Стали петь песню, но с горя и с устатку как-то не пелось.
— А что, Иван, я хотел тебя спросить: где Правда находится? — молвил Федор.
— И я тоже не однова спрашивал у людей: где, мол, Правда, где ее отыскать? А мне один молодой барин в Москве сказал, будто она на дне колодца сидит спрятана.
— Ишь ведь! Кабы так, давно бы наши бабы ее оттоле бадьями вытащили, — пошутил Федор.
— Известно, посмеялся надо мной барчук. Им что! Они и без Правды проживут. А нам Неправда-то оскомину набила.
— Старики сказывают, что дедушко Еремей еще при старом барине все Правды искал; да Правда-то, вишь, изувечила его.
— Прежде многие Правду разыскивали; тяжельше, стало быть, жить было, да и сердце у стариков болело. Одна барщина
— Это правда твоя, что не снимешь. Что крестьянин? Он и видит, да глаз неймет. Темные мы люди, бессчастные; вздохнешь да поплачешь: господи, помилуй! — только и всего. И молиться-то мы не умеем.
— Прежде ходоки такие были, за мир стояли. Соберется, бывало, ходок, крадучись, в Петербург, а его оттоле по этапу…
— Все-таки прежде хоть насчет Правды лучше было. И старики детям наказывали: одолела нас Неправда, надо Правды искать. Батюшко сказывал: такое сердце у дедушки Еремея было — так и рвется за мир постоять! И теперь он на печи изувеченный лежит; в чем душа, а все об Правде твердит! Только нынче его уж не слушают.
— То-то что легче, говорят, стало — оттого и Еремея не слушают. Кому нынче Правда нужна? И на сходке и в кабаке — везде нонче легость…
— Прежде господа рвали душу, теперь — мироеды да кабатчики. Во всякой деревне мироед завелся: рвет христианские души, да и шабаш.
— Возьмем хоть бы Василия Игнатьева — какие он себе хоромы на христианскую кровь взбодрил. Крышу-то красную за версту видно; обок лавка, а он стоит в дверях да брюхо об косяк чешет.
— И все к нему с почтением. Старшина приедет — с ним вместе бражничает, долги его прежде казенных податей собирает; становой приедет — тоже у него становится. У него и щи с убоиной, и водка. Летось молодой барин из Питера приезжал — сейчас: попросите ко мне Василия Игнатьича!.. «Ну что, Василий Игнатьич, всё ли подобру-поздорову? хорошо ли торгуете? Чайку вместе попьемте… вы, дескать, настоящий добрый русский крестьянин! печетесь о себе, другим пример показываете… И ежели, мол, вам что нужно, так пишите ко мне в Петербург».
— Одворицу выкупил, да надел на семь душ! Совсем из мира увольнялся, сам барин.

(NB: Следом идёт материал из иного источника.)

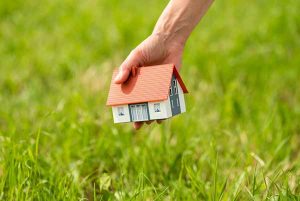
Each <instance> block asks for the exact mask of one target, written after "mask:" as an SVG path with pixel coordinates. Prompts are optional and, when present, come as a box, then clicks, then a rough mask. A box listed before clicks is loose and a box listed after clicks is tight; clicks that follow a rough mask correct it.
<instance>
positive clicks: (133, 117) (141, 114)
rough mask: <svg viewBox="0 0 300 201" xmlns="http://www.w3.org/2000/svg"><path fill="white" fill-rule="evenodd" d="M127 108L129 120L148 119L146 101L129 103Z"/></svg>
mask: <svg viewBox="0 0 300 201" xmlns="http://www.w3.org/2000/svg"><path fill="white" fill-rule="evenodd" d="M129 110H130V118H131V121H148V120H149V113H148V104H147V103H140V104H132V105H129Z"/></svg>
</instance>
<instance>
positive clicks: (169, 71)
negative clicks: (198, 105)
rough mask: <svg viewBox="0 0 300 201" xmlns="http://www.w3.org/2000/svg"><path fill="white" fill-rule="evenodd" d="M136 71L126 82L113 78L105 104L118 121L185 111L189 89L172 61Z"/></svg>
mask: <svg viewBox="0 0 300 201" xmlns="http://www.w3.org/2000/svg"><path fill="white" fill-rule="evenodd" d="M117 73H118V70H115V71H114V73H113V77H112V80H114V78H115V76H116V75H117ZM135 74H136V75H135V76H132V75H131V76H130V77H129V78H128V80H127V81H126V82H125V83H123V84H115V83H113V81H112V82H111V85H110V91H109V94H108V99H107V103H106V104H107V105H108V106H111V107H112V112H113V117H114V122H115V123H123V122H137V121H149V120H157V119H167V118H170V117H172V116H175V115H177V114H180V113H183V112H185V111H186V107H185V101H184V93H187V92H188V91H187V89H186V86H185V85H184V83H183V81H182V79H181V77H180V75H179V73H178V71H177V69H176V68H175V66H174V65H173V64H164V65H157V66H147V67H140V68H137V69H136V73H135Z"/></svg>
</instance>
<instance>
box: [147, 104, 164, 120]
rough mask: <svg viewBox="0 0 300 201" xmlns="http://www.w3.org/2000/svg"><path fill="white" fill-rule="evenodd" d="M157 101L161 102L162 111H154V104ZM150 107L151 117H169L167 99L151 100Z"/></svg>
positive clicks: (159, 118) (160, 104)
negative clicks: (168, 115)
mask: <svg viewBox="0 0 300 201" xmlns="http://www.w3.org/2000/svg"><path fill="white" fill-rule="evenodd" d="M156 103H159V104H160V112H155V111H154V104H156ZM148 108H149V116H150V119H166V118H168V112H167V107H166V101H160V102H149V103H148Z"/></svg>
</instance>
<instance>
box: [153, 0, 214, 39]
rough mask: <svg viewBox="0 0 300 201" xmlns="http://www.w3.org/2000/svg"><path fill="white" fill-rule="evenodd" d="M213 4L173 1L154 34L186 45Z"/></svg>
mask: <svg viewBox="0 0 300 201" xmlns="http://www.w3.org/2000/svg"><path fill="white" fill-rule="evenodd" d="M212 2H213V0H171V1H170V2H169V4H168V5H167V7H166V8H165V10H164V11H163V13H162V15H161V16H160V18H159V20H158V21H157V23H156V25H155V28H154V30H153V34H156V35H160V36H162V37H163V38H164V39H165V40H169V41H176V42H177V43H181V44H182V45H184V44H185V42H186V40H187V39H188V37H189V35H190V34H191V32H192V31H193V29H194V28H195V26H196V25H197V24H198V22H199V21H200V20H201V18H202V17H203V15H204V14H205V13H206V11H207V9H208V8H209V6H210V5H211V3H212Z"/></svg>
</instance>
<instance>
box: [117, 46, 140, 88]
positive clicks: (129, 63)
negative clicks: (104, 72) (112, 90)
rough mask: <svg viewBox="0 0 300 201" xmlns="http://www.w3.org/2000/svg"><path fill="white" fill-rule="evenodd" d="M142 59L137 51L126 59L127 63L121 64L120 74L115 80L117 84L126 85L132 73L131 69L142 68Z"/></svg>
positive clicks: (133, 53)
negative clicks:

— А теперь мир ему в ноги кланяется, как придет время подати вносить. Миром ему и сенокос убирают и хлеб жнут…
— Вот так легость! Нет, ты скажи, где же Правду искать?
— У бога она, должно быть. Бог ее на небо взял и не пущает.
Опять смолкли спутники, опять завздыхали. Но Федор верил, что не может этого статься, чтобы Правды не было на свете, и ему не по нраву было, что товарищ его относится к этой вере так легко.
— Нет, я попробую, — сказал он. — Я как приду, так сейчас же к дедушке Еремею схожу. Все у него выспрошу, как он Правду разыскивал.
— А он тебе расскажет, как его в части секли, как по этапу гнали, да в Сибирь совсем было собрали, только барин вдруг спохватился: определить Еремея лесным сторожем! И сторожил он барские леса до самой воли, жил в трущобе, и никого не велено было пускать к нему. Нет уж, лучше ты этого дела не замай!
— Никак этого сделать нельзя. Возьми хоть Дуньку: как я приду, сейчас она мне все расскажет… Что ж я столбом, что ли, перед ней стоять буду? Нет, тут и до смертного случая недалёко. Я ему кишки, псу несытому, выпущу!